Building a Processor Object#
The core of processor_tools functionality involves building Processor classes that are subclasses of BaseProcessor. This section of the user guide provides information for how to build and use your own Processor classes.
Creating a Processor Class#
Processor classes are defined by subclassing the BaseProcessor class. The processor’s processing algorithm should be defined by overriding BaseProcessor.run method.
In this example we define a processor class for multiplying input values together.
In [1]: class Multiplication(processor_tools.BaseProcessor):
...: def run(self, val1, val2):
...: return val1 * val2
...:
In [2]: mult_proc = Multiplication()
In [3]: print(mult_proc.run(2,3))
6
Defining Configuration Values#
Configuration values can be provided when the processor class is initialised with a context object. The context object should be a container with the necessary configuration values defined - this may be as a simple dict.
processor_tools also provides the Context object, which has useful extra functionality for handling Processor state/configuration. For more information on using the Context object for storing processor state, see the relevant section of the user guide.
Within an initialised processor object, the context object can be accessed as an instance attribute.
In [4]: class Exponentiate(processor_tools.BaseProcessor):
...: def run(self, val1):
...: return val1 ** self.context["exponent"]
...:
In [5]: context = {"exponent": 2}
In [6]: exp_proc = Exponentiate(context=context)
In [7]: print(exp_proc)
<Processor: Exponentiate>
In [8]: print(exp_proc.run(3))
9
Setting Processor Names#
By default the processor name is defined as the class name (e.g., "Multiplication" and "Exponentiate"). This may be updated by setting the cls_processor_name class attribute when defining the class. The processor name may be accessed from processor objects via the processor_name attribute.
In [9]: class FirstProcessor(processor_tools.BaseProcessor):
...: pass
...:
In [10]: class SecondProcessor(processor_tools.BaseProcessor):
....: cls_processor_name = "my_new_name"
....:
In [11]: proc1 = FirstProcessor()
In [12]: proc2 = SecondProcessor()
In [13]: print(proc1.processor_name, proc2.processor_name)
FirstProcessor my_new_name
Using Subprocessors#
Processor classes may be related to other processor classes as “subprocessors”. Subprocessors are effectively plugins that can represent modular parts of a processing chain.

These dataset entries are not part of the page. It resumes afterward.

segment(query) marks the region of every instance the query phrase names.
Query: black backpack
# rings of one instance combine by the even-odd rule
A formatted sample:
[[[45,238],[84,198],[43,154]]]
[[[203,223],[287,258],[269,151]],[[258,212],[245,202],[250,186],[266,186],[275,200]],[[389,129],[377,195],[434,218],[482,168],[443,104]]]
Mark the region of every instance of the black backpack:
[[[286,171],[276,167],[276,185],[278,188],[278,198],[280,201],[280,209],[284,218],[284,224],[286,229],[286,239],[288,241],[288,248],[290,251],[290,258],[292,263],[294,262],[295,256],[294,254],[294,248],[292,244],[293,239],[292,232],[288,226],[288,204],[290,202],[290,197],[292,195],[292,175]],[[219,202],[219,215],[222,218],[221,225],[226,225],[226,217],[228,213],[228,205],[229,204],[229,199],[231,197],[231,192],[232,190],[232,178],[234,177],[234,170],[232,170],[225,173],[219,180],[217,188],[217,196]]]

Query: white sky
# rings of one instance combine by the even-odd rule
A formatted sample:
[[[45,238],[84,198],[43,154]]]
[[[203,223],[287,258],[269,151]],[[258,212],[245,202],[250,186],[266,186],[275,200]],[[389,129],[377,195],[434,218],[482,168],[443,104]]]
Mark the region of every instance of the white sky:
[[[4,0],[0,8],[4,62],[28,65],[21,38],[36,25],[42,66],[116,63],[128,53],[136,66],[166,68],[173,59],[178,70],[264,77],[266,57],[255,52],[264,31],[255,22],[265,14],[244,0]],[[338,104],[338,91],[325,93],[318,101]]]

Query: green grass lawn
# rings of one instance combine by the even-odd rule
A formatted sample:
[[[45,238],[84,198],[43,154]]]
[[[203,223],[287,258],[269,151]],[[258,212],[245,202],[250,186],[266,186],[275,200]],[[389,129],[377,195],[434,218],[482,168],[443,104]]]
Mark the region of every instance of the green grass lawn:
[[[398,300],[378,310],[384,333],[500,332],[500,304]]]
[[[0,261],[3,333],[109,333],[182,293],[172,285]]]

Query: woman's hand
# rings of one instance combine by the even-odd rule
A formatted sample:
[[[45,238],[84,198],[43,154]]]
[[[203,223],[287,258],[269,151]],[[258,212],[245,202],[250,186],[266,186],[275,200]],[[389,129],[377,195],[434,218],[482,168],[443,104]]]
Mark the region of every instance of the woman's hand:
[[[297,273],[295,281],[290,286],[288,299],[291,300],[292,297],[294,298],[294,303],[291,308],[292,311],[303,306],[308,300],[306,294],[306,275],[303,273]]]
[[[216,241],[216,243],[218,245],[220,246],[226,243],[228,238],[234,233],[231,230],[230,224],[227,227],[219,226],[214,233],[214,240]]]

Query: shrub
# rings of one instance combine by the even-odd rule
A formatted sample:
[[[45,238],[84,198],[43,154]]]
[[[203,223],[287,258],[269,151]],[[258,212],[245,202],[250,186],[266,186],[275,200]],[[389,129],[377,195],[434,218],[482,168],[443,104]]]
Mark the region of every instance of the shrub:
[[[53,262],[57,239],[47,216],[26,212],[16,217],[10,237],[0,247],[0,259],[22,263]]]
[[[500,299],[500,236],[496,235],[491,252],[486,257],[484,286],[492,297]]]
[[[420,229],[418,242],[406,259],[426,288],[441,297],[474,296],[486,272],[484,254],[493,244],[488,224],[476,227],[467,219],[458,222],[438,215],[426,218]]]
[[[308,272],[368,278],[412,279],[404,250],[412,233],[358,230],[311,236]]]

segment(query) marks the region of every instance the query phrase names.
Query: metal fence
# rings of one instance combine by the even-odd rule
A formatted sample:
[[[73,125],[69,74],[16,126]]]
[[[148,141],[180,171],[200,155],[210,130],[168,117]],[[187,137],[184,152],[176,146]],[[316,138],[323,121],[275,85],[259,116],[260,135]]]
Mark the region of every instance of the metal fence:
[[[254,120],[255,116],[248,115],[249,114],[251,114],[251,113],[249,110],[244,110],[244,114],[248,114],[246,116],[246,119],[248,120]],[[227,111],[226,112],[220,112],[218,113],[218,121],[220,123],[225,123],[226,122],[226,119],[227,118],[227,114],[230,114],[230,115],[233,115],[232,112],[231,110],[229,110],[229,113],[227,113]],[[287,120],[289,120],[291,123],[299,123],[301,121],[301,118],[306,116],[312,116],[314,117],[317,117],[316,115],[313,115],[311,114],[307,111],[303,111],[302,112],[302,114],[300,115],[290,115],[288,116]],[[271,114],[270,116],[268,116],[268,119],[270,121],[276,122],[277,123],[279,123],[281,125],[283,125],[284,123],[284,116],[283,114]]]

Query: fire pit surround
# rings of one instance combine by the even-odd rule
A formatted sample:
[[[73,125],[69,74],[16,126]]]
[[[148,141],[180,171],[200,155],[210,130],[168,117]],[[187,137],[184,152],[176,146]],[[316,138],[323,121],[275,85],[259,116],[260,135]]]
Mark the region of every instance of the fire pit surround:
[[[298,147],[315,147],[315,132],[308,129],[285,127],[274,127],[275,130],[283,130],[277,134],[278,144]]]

A defined subprocessor may be switched out for alternative implementation by replacing it with a different processor class. This allows for user configurable processing chains in cases where a variety of processing options are available.

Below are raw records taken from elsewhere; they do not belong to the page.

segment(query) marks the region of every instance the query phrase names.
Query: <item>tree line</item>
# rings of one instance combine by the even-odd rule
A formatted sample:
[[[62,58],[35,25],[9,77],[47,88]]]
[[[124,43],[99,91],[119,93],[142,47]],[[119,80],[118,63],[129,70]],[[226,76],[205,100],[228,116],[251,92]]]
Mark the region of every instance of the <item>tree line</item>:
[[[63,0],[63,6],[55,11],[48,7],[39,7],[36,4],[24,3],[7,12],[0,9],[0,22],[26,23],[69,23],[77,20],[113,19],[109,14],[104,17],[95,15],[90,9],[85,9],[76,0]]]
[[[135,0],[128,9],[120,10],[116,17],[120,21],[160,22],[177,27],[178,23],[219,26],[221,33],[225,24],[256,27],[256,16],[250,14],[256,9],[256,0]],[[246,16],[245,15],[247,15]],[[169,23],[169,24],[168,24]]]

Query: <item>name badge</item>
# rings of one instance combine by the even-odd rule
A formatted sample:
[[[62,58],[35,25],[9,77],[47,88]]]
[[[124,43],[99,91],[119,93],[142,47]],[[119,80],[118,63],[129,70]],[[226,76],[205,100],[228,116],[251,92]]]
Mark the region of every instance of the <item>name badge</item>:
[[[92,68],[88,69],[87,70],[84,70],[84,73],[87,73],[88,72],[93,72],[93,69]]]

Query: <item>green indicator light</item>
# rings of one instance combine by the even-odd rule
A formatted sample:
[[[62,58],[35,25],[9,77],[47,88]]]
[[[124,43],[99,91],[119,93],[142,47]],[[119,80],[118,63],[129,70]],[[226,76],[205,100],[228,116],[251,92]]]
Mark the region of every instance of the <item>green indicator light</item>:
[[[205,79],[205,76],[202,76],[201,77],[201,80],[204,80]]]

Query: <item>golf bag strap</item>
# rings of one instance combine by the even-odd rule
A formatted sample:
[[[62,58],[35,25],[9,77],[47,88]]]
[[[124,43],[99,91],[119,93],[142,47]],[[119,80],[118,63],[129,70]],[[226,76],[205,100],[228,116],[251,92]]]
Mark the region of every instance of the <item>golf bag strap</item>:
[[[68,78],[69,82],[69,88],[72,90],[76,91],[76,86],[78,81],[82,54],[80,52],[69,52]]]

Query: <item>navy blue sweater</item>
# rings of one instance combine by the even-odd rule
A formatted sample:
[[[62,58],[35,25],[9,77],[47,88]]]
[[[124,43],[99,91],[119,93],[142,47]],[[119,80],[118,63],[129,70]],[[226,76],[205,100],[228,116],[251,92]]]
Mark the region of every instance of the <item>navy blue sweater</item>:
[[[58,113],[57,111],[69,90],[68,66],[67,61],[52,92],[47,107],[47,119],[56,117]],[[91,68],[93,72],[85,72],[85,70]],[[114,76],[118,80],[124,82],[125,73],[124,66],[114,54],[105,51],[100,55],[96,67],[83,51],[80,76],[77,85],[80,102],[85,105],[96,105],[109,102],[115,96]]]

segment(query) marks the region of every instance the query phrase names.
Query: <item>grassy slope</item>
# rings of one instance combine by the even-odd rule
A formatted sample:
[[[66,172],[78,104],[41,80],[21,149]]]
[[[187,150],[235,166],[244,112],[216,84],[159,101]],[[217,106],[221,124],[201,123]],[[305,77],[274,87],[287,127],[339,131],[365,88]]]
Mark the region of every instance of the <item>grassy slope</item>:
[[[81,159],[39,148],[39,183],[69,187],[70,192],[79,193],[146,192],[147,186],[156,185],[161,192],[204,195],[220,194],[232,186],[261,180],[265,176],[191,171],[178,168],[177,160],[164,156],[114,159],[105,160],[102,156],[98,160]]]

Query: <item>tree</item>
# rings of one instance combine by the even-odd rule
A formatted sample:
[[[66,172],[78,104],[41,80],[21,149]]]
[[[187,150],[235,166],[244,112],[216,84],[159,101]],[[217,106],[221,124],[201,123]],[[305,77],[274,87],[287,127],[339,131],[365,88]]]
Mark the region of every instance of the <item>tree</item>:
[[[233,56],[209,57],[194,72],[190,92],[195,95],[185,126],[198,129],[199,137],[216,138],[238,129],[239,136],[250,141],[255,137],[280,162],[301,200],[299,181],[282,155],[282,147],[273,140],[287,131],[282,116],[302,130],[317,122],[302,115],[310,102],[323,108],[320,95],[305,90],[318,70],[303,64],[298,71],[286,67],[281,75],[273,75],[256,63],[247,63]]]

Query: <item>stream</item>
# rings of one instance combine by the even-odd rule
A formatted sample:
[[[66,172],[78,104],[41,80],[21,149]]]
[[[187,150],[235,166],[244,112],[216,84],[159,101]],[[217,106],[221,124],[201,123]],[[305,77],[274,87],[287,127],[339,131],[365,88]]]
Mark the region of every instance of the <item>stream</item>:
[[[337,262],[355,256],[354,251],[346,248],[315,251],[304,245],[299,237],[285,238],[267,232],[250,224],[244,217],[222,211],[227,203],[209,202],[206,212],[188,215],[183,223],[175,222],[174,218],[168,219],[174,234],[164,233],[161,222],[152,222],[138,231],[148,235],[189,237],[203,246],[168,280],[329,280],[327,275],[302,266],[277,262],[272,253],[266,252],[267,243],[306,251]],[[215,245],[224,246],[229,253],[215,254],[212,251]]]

Appending subprocessors to a processor object#
A processor may be added to another processor class’s subprocessors using the append_subprocessor method. Subprocessors may be added as instantiated processor objects, processor classes, or processor factories (more of which below). append_subprocessor stores an instantiated processor object for any of these options.

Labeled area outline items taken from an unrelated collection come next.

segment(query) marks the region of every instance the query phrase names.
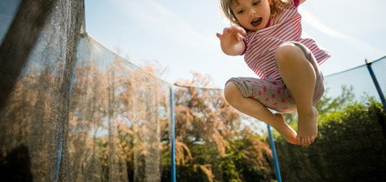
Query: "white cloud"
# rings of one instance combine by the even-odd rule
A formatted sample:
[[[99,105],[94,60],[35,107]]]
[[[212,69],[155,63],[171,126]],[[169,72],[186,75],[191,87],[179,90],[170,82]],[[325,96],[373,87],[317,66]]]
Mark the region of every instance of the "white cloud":
[[[187,22],[173,14],[168,8],[153,0],[113,0],[125,9],[128,18],[137,22],[144,29],[170,38],[179,44],[206,50],[208,46],[218,46],[213,37],[199,34]]]
[[[382,55],[383,52],[380,49],[372,46],[371,45],[359,40],[353,36],[350,36],[347,34],[340,33],[337,30],[334,30],[328,25],[321,23],[317,17],[315,17],[310,12],[305,10],[304,8],[300,7],[300,12],[302,15],[303,21],[316,28],[317,30],[329,35],[330,36],[334,36],[340,39],[342,39],[348,42],[350,46],[354,46],[358,50],[368,54],[368,55]]]

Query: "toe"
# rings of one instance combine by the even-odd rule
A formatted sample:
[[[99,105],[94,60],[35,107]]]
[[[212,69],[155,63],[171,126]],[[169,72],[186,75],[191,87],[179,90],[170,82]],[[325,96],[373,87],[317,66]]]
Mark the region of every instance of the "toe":
[[[296,136],[296,144],[297,145],[301,145],[301,138],[300,138],[300,136]]]

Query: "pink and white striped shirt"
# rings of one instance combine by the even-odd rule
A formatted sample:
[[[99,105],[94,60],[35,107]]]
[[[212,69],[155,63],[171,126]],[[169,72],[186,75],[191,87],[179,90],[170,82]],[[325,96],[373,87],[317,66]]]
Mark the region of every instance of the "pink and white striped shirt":
[[[280,78],[275,65],[275,51],[289,41],[306,46],[319,65],[330,56],[328,51],[318,46],[315,40],[301,36],[301,15],[298,12],[298,5],[299,0],[293,0],[290,5],[280,5],[278,14],[271,17],[268,27],[247,34],[244,39],[244,60],[260,78]]]

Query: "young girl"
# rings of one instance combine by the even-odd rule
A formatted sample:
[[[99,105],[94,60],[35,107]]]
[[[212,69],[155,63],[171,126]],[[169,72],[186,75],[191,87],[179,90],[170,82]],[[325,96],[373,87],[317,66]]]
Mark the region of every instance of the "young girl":
[[[308,146],[318,134],[313,106],[324,93],[318,65],[330,56],[311,38],[301,36],[298,5],[306,0],[219,0],[236,25],[217,34],[222,51],[244,55],[259,77],[230,78],[224,90],[236,109],[272,126],[290,143]],[[298,133],[280,113],[298,113]]]

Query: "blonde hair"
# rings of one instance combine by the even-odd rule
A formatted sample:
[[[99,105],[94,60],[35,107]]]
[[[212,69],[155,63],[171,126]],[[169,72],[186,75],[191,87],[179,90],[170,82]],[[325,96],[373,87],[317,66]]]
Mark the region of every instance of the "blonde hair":
[[[232,9],[230,8],[233,2],[238,0],[218,0],[218,5],[222,15],[227,17],[231,23],[239,25],[239,23],[236,18],[236,15],[233,14]],[[276,15],[279,11],[279,6],[283,5],[288,5],[290,3],[290,0],[268,0],[270,7],[270,15]]]

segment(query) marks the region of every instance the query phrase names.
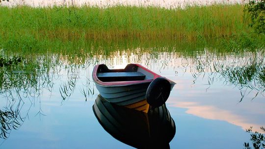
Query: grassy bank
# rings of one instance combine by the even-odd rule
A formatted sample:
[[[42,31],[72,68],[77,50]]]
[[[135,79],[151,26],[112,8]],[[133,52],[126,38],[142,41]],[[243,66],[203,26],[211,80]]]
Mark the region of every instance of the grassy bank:
[[[259,48],[264,37],[253,37],[252,29],[243,22],[243,9],[239,4],[177,9],[0,7],[0,47],[43,51],[87,49],[95,43],[139,44],[152,41],[195,47]]]

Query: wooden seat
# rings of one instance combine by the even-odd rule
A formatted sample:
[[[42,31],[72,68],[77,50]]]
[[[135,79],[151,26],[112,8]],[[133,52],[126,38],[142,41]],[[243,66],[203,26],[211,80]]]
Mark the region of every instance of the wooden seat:
[[[142,80],[145,77],[141,72],[103,73],[98,73],[97,75],[103,82]]]

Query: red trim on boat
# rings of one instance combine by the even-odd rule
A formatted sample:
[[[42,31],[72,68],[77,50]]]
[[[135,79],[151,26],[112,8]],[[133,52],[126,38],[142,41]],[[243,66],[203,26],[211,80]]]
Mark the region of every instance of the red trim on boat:
[[[138,64],[134,64],[136,66],[138,66],[138,67],[140,67],[145,71],[148,72],[150,73],[151,73],[154,75],[154,78],[151,79],[147,79],[147,80],[139,80],[139,81],[117,81],[117,82],[103,82],[99,79],[98,78],[98,76],[97,76],[97,72],[98,71],[98,69],[99,68],[99,67],[100,65],[97,65],[95,66],[94,68],[94,70],[93,71],[93,79],[95,83],[98,84],[102,86],[105,86],[106,87],[107,86],[123,86],[123,85],[132,85],[132,84],[141,84],[141,83],[148,83],[148,82],[152,82],[154,79],[161,77],[161,75],[156,74],[155,73],[151,71],[151,70],[144,67],[141,65]],[[175,83],[173,81],[168,79],[170,83]]]

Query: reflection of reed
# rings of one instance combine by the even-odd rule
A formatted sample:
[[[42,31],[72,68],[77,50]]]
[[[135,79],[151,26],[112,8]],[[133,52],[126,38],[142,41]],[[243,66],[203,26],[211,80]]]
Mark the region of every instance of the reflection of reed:
[[[138,149],[169,148],[176,132],[165,104],[148,113],[107,102],[100,95],[93,106],[103,128],[116,139]]]
[[[23,124],[26,117],[21,114],[23,105],[23,101],[20,100],[17,104],[9,102],[2,110],[0,109],[0,138],[7,139],[13,129],[17,129]]]

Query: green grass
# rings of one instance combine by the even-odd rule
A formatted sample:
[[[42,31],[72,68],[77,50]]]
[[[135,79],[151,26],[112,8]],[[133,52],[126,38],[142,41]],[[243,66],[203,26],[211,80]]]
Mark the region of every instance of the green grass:
[[[240,4],[175,9],[124,6],[105,9],[0,7],[0,47],[15,51],[45,52],[87,50],[91,45],[121,42],[129,47],[159,43],[162,43],[159,47],[177,45],[183,49],[260,48],[265,38],[251,33],[253,29],[243,22],[243,9]]]

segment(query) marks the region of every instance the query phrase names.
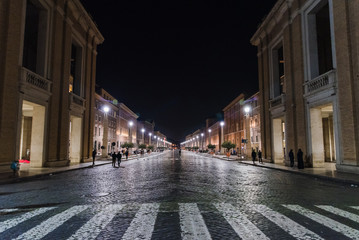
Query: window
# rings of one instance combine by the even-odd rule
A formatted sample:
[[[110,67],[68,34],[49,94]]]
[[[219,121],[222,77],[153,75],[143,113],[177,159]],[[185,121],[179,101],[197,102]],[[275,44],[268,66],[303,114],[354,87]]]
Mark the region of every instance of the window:
[[[330,6],[328,0],[323,0],[305,10],[303,29],[309,80],[334,69]]]
[[[69,92],[81,96],[82,48],[75,43],[71,46],[71,67]]]
[[[282,43],[272,50],[272,63],[272,92],[273,98],[275,98],[285,93],[284,55]]]
[[[37,1],[26,3],[22,65],[45,76],[48,11]]]

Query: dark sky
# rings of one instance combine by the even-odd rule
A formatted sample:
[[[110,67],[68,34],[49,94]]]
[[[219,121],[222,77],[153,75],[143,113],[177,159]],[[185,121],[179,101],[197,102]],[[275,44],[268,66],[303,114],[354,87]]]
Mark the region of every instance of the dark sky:
[[[82,0],[105,38],[96,82],[172,141],[258,91],[249,40],[276,0]]]

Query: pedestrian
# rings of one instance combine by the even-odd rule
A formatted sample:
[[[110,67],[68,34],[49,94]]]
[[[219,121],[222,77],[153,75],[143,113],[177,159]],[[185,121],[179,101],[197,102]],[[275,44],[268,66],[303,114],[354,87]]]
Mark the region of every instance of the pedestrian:
[[[112,153],[112,167],[116,167],[116,158],[117,154],[115,152]]]
[[[97,151],[96,151],[96,149],[94,149],[94,150],[92,151],[92,167],[95,166],[96,154],[97,154]]]
[[[254,149],[252,149],[252,161],[253,161],[253,164],[256,164],[256,157],[257,157],[257,153],[256,153],[256,151],[254,151]]]
[[[294,153],[293,153],[293,149],[291,149],[289,151],[289,160],[290,160],[290,166],[294,167]]]
[[[297,160],[298,160],[298,169],[303,169],[304,168],[303,152],[302,149],[300,148],[298,149]]]
[[[126,156],[126,160],[128,160],[128,148],[126,148],[125,156]]]
[[[260,163],[263,163],[261,150],[258,150],[258,161],[259,161]]]
[[[117,153],[117,163],[118,163],[118,167],[120,167],[121,164],[121,158],[122,158],[122,154],[120,151],[118,151]]]
[[[19,169],[20,169],[20,164],[19,164],[19,160],[14,160],[12,161],[10,168],[12,169],[13,173],[14,173],[14,177],[19,175]]]

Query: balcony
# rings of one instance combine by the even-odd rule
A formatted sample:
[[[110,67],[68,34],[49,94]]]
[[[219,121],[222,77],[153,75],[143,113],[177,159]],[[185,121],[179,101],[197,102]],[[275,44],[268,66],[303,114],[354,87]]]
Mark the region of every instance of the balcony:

A processor object’s subprocessors are stored in a dictionary that is accessible via the subprocessors attribute.
In [14]: class MyProcessor(processor_tools.BaseProcessor):
....: pass
....:
In [15]: proc = MyProcessor()
In [16]: proc.append_subprocessor("subprocessor1", MyProcessor)
In [17]: print(proc.subprocessors)
{'subprocessor1': <Processor: MyProcessor>}
This can continue recursively, where a processor class’s subprocessor may itself have it’s own subprocessors and so on.
In [18]: subproc2 = MyProcessor()
In [19]: subproc2.append_subprocessor("subprocessor2a", MyProcessor)
In [20]: proc.append_subprocessor("subprocessor2", subproc2)
In [21]: print(proc.subprocessors)
{'subprocessor1': <Processor: MyProcessor>, 'subprocessor2': <Processor: MyProcessor>}
In [22]: print(proc.subprocessors["subprocessor2"].subprocessors)
{'subprocessor2a': <Processor: MyProcessor>}
Subprocessor paths#
The relative paths for these processors within the subprocessor structure are accessible via the processor_path attribute.
In [23]: print(proc.subprocessors["subprocessor2"].processor_path)
subprocessor2
In [24]: print(proc.subprocessors["subprocessor2"].subprocessors["subprocessor2a"].processor_path)
subprocessor2.subprocessor2a
Configuring subprocessor options with processor factories#
In many cases subprocessor elements within a processing chain may be completed by several different processor implementations, the choice of which may depend on the circumstance.
processor_tools processors handle this with a ProcessorFactory. Processor factories are effectively containers which can store a set of processors.
In [25]: class Algo1(processor_tools.BaseProcessor):
....: cls_processor_name = "algorithm1"
....:
In [26]: class Algo2(processor_tools.BaseProcessor):
....: cls_processor_name = "algorithm2"
....:
In [27]: algo_factory = processor_tools.ProcessorFactory()
In [28]: algo_factory.add_processor(Algo1)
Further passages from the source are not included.